Wednesday, January 25, 2012

Candidate Mudslinging

We in the 21st century are no strangers to attack ads during election season. In fact, it's almost impossible not to see one on every channel come September of an election year. In these attack ads and at debates, one candidate does their best to make the other candidate look like they aren't cut out for the job. Most of the time it's about the issues, but sometimes it gets personal. Many in the public feel that the personal attacks are a little bit below the belt, but what we witness today is nothing compared to what went on in the early years of the republic. Instead of the prim and proper politics we all think about when we picture early America, it was more like an all out brawl.

Take for instance the elections between John Adams and Thomas Jefferson. The two sides had handed out handbills and articles accusing each other of misdeeds during the 1796 election. This was but a prelude. Jefferson was just a little bitter that he lost to Adams and when the 1800 election rolled around, Jefferson decided to get personal.

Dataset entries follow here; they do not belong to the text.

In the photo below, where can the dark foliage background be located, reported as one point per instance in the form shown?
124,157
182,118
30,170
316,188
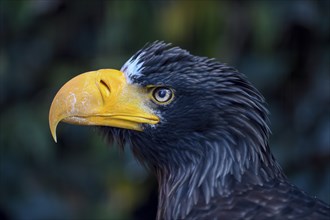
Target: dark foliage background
282,46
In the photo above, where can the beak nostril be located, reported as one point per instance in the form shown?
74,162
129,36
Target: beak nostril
105,87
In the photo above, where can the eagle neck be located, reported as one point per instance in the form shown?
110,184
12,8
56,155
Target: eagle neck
216,174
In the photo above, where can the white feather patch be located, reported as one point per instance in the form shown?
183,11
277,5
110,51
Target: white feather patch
132,68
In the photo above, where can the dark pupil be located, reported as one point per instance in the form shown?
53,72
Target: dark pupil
162,93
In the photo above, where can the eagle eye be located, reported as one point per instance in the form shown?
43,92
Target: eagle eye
162,95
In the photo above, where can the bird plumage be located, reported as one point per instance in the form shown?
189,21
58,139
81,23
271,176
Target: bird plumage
210,151
204,135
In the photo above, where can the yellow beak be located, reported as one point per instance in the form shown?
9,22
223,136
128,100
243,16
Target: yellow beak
103,98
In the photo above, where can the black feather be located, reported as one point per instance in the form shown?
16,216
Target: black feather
210,150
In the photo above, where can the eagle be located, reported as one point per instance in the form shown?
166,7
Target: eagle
198,125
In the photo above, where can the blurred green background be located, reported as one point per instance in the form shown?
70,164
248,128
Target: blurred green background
282,46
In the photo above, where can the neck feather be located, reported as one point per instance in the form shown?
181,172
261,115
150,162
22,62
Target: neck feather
224,167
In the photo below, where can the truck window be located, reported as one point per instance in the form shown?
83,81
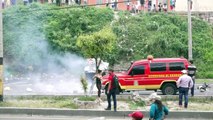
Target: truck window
176,66
138,70
154,67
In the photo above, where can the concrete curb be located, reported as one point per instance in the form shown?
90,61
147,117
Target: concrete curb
99,113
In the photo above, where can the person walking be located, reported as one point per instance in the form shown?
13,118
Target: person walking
98,79
111,91
137,115
184,83
157,110
191,73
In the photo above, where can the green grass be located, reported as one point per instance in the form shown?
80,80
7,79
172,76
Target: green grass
44,102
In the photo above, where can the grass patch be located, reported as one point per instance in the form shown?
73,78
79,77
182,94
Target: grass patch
87,98
56,102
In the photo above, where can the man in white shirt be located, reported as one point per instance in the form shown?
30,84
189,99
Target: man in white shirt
184,83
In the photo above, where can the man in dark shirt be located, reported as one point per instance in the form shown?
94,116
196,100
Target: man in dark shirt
111,91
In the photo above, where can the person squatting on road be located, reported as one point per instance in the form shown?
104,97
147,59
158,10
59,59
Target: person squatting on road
137,115
111,91
184,83
98,79
157,110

Jefferson and his followers called Adams a hypocritical, bald, blind, crippled, and toothless old fool. In his bid to become "King of America" he would marry his children to those of King George III and would rule over the country like a tyrant. Not only was he a monarchist, but a whoremaster, too, and had sent his running mate to Europe to procure prostitutes. Adams' side was not any kinder to Jefferson. They accused Jefferson of bilking creditors and business partners; giving in like a coward as governor of Virginia when the British invaded his state during the Revolutionary War; and cheating an old widow out of her husband's pension. They claimed Jefferson was a "howling atheist," and if he were elected he would confiscate and burn all the Bibles in America; tear down all the churches; put an end to the institution of marriage; and clap the country's women into bordellos. The Hartford Connecticut Courant warned that if Jefferson was elected "murder, robbery, rape, adultery, and incest would be openly taught and practiced. The air will be filled with the cries of the distressed, the soil will be soaked with blood, and the nation black with crimes." Dang! Can you imagine any of our presidential candidates saying those things about another candidate? Sure some things are insinuated, but nobody thinks that if Gingrich is nominated that the soil will be soaked with blood and the air will be filled with the cries of the distressed.

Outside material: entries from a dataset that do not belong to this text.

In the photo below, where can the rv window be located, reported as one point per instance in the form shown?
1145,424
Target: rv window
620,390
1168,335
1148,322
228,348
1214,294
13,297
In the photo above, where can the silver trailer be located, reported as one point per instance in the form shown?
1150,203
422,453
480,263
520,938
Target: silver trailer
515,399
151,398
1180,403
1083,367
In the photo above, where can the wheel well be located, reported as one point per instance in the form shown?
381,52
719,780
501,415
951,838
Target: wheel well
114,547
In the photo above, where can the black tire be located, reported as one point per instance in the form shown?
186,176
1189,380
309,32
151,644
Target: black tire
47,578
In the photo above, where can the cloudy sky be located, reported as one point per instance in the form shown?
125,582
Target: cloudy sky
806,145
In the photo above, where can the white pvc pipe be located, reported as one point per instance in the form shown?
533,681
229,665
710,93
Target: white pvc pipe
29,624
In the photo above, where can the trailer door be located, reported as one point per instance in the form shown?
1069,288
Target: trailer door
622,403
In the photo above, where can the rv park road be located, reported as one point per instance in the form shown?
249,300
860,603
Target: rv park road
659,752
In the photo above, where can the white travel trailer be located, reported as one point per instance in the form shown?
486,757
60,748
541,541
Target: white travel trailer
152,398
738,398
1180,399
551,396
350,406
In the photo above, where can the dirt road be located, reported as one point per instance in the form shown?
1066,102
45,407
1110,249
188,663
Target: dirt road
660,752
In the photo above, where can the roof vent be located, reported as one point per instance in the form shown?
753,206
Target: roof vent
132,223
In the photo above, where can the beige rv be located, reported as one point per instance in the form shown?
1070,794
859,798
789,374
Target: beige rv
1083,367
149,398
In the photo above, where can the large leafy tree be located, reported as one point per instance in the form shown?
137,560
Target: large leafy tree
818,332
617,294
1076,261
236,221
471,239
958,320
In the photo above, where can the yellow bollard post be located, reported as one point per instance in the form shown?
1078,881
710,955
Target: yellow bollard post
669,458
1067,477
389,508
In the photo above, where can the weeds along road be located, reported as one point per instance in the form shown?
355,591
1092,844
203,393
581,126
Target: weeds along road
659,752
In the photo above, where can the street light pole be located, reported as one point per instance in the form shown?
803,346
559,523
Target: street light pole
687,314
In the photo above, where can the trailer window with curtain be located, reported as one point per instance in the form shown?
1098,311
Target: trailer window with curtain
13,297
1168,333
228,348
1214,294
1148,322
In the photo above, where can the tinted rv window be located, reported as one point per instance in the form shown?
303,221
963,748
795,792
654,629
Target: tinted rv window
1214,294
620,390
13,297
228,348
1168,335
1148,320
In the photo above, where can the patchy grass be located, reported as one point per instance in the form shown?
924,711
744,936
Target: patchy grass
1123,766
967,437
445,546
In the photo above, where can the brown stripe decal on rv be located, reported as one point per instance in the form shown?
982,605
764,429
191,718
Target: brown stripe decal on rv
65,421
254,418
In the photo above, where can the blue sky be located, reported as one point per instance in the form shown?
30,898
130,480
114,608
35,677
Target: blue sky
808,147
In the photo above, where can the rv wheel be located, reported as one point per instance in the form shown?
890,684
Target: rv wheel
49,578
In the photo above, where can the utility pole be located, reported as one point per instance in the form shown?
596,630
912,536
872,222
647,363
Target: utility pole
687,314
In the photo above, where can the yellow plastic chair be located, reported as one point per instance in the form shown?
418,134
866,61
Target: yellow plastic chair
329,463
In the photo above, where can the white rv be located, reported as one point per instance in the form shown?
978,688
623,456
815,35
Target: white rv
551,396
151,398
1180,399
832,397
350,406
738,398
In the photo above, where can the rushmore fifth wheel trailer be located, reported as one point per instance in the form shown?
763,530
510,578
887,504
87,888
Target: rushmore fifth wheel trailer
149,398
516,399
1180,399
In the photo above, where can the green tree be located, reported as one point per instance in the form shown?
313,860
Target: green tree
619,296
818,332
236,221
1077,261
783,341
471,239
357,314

The elections between John Quincy Adams and Andrew Jackson were no less severe and personal. Adams' side claimed that Jackson was an adulterer, a liar, a bigamist, and a murderous drunk who gambled on cockfights. They went as far as to point out all the American citizens that Jackson had "killed, slashed and clawed" to death in various brawls and duels. Jackson wasn't the only target; they also went after his family. They called Jackson's mother a prostitute who'd been imported by the British as comfort for the English Revolutionary War troops. Worst of all for Jackson, they picked on his dear wife Rachel, who was vulnerable due to a problem with her divorce from her former husband, which wasn't granted until after she'd married Jackson. They called Rachel an adulteress and a paramour, causing the Jacksons great personal pain. Jackson's side shot back by calling President Adams an elitist tyrant who lived in a "presidential palace" in "kingly pomp and splendor." He traveled on Sunday instead of going to Church; installed "gambling tables and furniture" in the White House on the public's bill; and had premarital sex with his wife Louisa. Jackson ended up winning the 1828 election, but it came at a cost. His wife died soon after from a heart attack. Jackson lived the rest of his life believing that it was because of the slings and arrows she weathered during the campaign.

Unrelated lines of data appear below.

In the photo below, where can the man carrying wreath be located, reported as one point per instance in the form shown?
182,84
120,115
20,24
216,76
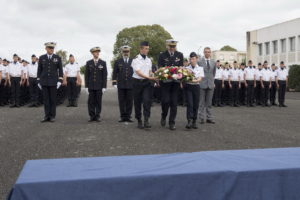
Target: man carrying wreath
169,88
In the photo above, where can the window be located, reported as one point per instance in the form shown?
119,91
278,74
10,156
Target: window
260,49
267,45
292,43
283,45
275,46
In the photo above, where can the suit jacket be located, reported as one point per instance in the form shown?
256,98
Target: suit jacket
95,75
209,73
165,59
122,74
49,71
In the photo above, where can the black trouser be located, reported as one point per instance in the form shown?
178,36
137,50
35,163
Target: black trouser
125,97
243,93
72,88
226,93
192,94
95,103
281,92
273,93
15,90
34,90
2,92
142,96
49,97
218,92
169,100
235,92
250,92
266,92
258,93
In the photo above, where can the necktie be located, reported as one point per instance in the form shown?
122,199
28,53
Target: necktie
207,63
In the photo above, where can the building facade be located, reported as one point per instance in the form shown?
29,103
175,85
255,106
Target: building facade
279,42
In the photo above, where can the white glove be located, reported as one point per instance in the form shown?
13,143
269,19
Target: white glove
58,85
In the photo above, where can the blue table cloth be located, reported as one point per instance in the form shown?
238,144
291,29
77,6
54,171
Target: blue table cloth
267,174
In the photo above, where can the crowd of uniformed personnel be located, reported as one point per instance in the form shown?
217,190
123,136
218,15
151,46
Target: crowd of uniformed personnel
45,81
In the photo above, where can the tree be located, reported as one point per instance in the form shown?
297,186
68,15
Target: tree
227,48
155,34
63,54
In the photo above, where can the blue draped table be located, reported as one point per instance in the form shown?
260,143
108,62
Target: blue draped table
266,174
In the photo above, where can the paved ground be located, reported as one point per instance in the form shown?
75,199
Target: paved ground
23,137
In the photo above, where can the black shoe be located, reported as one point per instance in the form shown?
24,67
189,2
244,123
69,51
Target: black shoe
163,122
194,124
91,119
210,121
189,124
202,121
172,127
46,119
140,124
122,120
129,120
97,119
147,124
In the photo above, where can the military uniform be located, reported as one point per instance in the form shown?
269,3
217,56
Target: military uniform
169,89
15,73
282,77
49,77
95,81
72,70
122,77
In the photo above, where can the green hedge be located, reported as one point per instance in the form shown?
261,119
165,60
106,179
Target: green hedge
294,78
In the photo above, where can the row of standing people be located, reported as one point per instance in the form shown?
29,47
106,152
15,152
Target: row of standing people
250,85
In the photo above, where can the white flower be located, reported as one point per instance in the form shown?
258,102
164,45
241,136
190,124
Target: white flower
175,76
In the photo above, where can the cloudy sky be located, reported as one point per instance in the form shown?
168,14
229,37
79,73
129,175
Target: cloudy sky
77,26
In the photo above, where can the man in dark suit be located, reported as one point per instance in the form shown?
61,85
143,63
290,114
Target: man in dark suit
170,88
122,79
207,86
49,77
95,81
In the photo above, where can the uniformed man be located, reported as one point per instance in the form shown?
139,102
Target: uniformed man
258,90
32,79
95,81
72,73
142,74
5,83
49,77
266,84
226,89
122,80
219,84
235,84
15,74
282,83
242,94
170,88
250,83
192,92
274,86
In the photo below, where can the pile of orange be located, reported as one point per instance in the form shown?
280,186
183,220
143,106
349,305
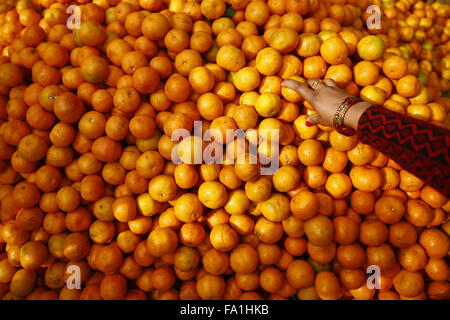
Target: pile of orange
87,179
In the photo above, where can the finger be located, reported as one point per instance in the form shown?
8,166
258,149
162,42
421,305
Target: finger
313,119
300,88
330,83
316,84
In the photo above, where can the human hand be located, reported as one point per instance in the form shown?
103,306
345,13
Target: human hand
325,98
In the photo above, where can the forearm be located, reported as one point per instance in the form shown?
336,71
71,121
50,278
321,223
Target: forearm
419,147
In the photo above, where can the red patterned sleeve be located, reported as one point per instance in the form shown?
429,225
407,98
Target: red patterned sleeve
419,147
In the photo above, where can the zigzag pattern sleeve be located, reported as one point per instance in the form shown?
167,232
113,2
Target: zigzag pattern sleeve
419,147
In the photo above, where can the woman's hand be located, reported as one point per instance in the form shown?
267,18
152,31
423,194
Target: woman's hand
325,97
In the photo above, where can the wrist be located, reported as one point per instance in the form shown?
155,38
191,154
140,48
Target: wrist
352,116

Now these are two extreme examples, as these candidates really hated each other. Candidates these days may not like who they run against, but its nothing personal in most cases. Not so in the old days. Some of the old school presidents were extremely bitter people who had nothing better to do then make the other candidate look like the anti-christ. Sure, some candidates today may bring up embarrassing family members or a string of divorces, but it's hard to compare attacks today to those of the past. Enjoy the election this year!

Information from Uncle John's Bathroom Reader Plunges into the Presidency, "Getting Dirty" pgs. 116-117. Sorry, I don't have more precise sources.